American Airlines Continues Attacks on Union Contracts

In the latest in a long line of airlines seeking to use the bankruptcy court to wipe out their employees’ collective bargaining agreements (“CBAs”), American Airlines recently sought rejection of CBAs with its pilots’ union, flight attendant union, and mechanical workers’ union.  In seeking this relief, American argued that it had made the best offers it could to the unions—each of which were asked to make concessions from their existing contracts—and that without the changes American was seeking, it could not survive.  American has argued that it needs to save over $840 million per year from its existing obligations to its unions.
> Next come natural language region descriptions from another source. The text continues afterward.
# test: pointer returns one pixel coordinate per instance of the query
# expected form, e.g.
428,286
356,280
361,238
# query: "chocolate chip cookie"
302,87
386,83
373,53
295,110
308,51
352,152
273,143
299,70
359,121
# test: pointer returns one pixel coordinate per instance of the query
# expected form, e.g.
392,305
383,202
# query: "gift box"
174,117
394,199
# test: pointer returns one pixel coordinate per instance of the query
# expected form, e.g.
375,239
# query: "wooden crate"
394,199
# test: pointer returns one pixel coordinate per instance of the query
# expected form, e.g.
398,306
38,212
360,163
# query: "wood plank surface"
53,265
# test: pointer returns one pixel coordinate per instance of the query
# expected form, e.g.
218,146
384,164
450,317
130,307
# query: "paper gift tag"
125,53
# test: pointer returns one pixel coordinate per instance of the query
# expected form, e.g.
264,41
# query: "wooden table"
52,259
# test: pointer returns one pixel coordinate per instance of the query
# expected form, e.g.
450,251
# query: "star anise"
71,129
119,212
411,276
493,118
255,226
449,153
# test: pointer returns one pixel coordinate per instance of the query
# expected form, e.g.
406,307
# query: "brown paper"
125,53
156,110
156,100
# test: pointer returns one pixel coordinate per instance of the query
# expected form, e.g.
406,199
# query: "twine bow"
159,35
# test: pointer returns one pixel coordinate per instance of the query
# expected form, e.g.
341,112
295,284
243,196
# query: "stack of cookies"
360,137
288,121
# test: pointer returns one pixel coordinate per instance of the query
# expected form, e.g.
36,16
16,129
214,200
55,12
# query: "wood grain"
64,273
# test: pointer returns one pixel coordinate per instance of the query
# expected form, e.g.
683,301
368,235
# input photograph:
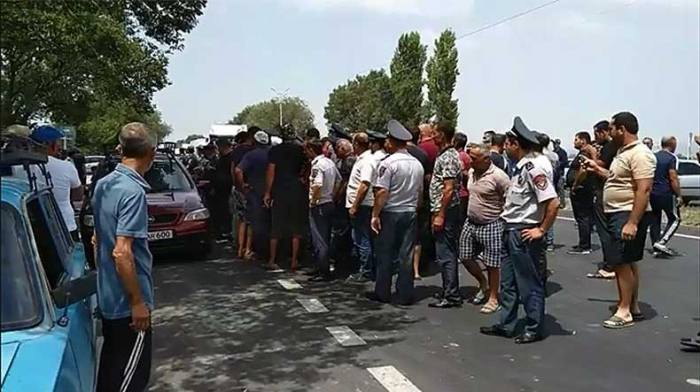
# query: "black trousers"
125,361
664,204
582,203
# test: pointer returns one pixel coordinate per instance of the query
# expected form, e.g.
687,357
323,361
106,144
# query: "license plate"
160,235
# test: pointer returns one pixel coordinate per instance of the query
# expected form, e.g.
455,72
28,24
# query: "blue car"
49,334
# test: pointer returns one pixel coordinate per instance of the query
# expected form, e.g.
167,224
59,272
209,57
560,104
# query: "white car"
689,176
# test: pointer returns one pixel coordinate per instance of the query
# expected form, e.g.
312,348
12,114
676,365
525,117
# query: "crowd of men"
381,201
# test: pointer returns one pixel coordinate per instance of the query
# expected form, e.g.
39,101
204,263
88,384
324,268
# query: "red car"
178,220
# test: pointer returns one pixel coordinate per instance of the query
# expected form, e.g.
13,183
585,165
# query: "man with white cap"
67,186
251,173
397,192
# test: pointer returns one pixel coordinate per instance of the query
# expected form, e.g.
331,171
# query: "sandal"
635,316
599,275
489,308
615,322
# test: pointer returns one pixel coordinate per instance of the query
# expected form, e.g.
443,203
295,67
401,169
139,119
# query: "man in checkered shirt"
483,230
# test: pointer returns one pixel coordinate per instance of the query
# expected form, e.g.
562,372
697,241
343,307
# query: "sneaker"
663,249
578,251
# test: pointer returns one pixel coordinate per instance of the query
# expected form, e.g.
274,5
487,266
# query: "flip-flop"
635,316
489,308
598,275
615,322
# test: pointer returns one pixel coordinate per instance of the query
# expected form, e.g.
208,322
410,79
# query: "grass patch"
690,216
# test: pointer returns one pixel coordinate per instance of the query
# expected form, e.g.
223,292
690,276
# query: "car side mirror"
75,290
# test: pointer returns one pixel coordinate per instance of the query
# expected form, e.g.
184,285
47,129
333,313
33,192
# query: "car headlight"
89,221
200,214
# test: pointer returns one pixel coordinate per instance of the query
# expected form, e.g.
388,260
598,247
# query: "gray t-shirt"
402,175
448,166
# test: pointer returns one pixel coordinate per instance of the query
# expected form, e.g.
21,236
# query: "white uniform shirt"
64,177
325,174
362,171
529,188
402,175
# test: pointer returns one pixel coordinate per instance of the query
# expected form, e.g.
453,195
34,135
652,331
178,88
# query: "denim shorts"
616,250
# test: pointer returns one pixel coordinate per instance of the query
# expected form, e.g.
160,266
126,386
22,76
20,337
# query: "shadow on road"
227,325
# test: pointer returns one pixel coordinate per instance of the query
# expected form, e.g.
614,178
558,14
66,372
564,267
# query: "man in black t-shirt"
285,195
603,151
221,191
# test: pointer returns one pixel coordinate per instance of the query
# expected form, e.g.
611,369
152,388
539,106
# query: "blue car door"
78,316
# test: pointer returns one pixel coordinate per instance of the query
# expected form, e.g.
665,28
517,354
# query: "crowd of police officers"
396,182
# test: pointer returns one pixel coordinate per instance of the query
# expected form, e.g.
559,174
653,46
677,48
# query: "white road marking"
312,305
346,336
289,284
392,379
688,236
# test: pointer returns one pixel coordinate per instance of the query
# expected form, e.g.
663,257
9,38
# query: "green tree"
442,70
266,114
407,79
99,131
362,103
58,56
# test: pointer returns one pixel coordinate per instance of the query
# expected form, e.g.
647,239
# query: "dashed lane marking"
289,284
312,305
688,236
346,336
392,379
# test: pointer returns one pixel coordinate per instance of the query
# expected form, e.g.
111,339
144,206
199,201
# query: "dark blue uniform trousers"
321,222
521,282
395,244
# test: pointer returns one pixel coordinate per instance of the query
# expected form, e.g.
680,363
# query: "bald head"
343,148
136,141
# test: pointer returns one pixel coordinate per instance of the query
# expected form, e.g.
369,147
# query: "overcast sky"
561,68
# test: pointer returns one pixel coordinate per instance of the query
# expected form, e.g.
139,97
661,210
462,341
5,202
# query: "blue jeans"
395,244
361,237
321,221
521,282
446,254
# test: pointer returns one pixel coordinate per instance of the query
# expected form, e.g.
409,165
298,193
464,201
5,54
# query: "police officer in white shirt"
397,194
530,209
359,201
323,181
67,186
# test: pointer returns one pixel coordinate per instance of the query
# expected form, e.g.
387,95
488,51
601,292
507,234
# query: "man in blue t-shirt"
124,281
665,196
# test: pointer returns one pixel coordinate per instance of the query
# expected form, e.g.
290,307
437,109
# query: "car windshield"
20,303
167,175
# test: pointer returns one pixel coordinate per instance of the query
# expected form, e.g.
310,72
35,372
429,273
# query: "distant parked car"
49,335
689,176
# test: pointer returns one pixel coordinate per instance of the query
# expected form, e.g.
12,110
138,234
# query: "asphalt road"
225,325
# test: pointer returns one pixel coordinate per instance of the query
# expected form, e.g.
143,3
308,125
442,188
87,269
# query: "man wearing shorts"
483,230
626,202
285,195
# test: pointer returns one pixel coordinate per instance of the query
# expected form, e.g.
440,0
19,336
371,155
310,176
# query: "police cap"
376,135
398,131
521,130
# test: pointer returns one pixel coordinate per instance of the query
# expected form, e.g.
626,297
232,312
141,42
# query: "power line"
508,19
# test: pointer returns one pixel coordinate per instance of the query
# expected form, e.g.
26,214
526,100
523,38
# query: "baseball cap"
261,137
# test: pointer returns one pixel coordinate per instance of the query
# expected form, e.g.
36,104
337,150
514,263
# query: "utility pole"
280,97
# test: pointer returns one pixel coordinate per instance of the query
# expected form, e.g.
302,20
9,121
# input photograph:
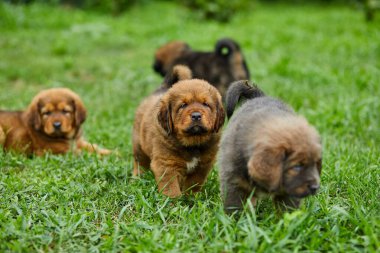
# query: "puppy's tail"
226,47
238,90
178,73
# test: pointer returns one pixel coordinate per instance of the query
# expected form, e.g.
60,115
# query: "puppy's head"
167,54
191,111
56,112
287,157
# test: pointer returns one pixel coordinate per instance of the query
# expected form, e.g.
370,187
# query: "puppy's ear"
220,115
80,112
179,72
165,117
265,166
32,115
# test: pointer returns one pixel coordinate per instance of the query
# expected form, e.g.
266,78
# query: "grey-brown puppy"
220,68
266,149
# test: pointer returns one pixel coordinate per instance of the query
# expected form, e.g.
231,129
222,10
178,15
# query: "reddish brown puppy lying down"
176,133
51,123
267,149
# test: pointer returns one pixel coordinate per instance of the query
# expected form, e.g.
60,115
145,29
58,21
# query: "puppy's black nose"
57,125
313,188
196,116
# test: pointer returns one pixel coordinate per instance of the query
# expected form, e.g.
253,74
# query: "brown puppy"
267,149
176,133
51,123
221,67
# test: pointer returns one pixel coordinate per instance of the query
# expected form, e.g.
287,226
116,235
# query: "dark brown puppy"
267,149
176,133
221,67
51,123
The three unions took different approaches to the bankruptcy court bargaining and litigation: under the looming prospect that the bankruptcy court might reject their CBAs, the mechanical workers were able to reach a consensual agreement, the flight attendants continued to negotiate and sought more time before a court ruling, and the pilots voted to reject American’s offer and have the case heard by the bankruptcy court judge. The flight attendants ultimately reached an agreement on Sunday, August 19 that includes significant concessions.  While American’s statement on the agreement indicated optimism about the company’s improved prospects for reorganization, the flight attendants’ union emphasized that despite its acceptance of this deal, the union still lacks confidence in American’s management team.  
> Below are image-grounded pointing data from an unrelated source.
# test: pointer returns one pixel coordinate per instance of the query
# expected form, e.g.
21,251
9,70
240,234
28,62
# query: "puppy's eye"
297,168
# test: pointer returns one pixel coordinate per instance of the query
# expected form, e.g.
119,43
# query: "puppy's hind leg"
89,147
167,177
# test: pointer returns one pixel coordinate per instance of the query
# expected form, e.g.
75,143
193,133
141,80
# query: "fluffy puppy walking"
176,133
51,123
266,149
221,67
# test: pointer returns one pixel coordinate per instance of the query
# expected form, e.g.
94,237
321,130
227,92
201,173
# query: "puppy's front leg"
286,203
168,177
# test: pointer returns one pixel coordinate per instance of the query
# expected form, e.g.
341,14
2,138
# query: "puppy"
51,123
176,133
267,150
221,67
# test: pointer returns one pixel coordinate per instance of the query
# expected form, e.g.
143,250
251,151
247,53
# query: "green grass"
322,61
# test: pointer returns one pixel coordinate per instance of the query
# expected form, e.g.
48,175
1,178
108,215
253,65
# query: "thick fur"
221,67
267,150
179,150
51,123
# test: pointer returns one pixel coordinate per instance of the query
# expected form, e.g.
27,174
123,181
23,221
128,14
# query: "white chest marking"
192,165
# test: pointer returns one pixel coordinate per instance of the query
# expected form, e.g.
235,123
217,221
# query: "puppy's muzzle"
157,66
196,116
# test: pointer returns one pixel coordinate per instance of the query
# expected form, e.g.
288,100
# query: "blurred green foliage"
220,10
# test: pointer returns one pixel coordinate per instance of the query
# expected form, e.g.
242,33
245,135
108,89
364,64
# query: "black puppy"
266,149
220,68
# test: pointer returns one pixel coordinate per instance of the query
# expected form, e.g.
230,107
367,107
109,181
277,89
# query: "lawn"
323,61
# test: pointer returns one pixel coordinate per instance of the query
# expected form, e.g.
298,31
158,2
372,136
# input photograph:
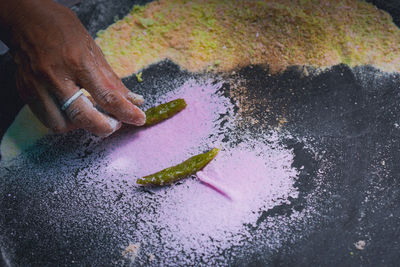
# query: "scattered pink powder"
193,216
154,148
257,177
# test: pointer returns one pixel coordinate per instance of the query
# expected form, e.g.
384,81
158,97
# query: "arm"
56,57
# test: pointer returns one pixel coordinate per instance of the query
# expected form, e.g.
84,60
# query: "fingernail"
139,120
114,124
135,98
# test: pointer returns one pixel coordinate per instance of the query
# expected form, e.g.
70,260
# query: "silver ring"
71,100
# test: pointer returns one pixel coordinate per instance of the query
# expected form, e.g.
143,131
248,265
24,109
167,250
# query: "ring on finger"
71,100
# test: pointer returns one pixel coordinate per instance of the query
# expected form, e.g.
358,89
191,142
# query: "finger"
84,115
98,60
109,92
111,100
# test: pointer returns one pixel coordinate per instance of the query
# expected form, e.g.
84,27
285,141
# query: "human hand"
56,57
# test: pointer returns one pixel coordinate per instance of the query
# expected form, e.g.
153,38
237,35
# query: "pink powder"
196,219
152,149
257,177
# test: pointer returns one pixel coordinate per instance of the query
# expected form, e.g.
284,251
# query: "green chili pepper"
164,111
180,171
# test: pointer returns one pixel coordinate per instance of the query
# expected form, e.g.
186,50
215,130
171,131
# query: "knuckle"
79,117
108,98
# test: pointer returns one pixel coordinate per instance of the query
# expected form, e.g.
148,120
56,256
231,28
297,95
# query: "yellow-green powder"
221,35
In addition to seeking financial concessions and the foregoing of pay increases, American has sought to use the negotiations to extract concessions regarding layoffs, furloughs, outsourcing and code-sharing.  In denying the company’s motion against the pilots’ union on August 15, the bankruptcy judge ruled that American’s proposal that would have given the company unlimited furlough power and code-sharing rights was not necessary for the company’s reorganization. Just two days later, the company changed its proposal to fit the suggestions the judge indicated he might approve and filed another motion with the court, again seeking to throw out the existing CBA with the pilots’ union.  A hearing on the new motion will be held September 4.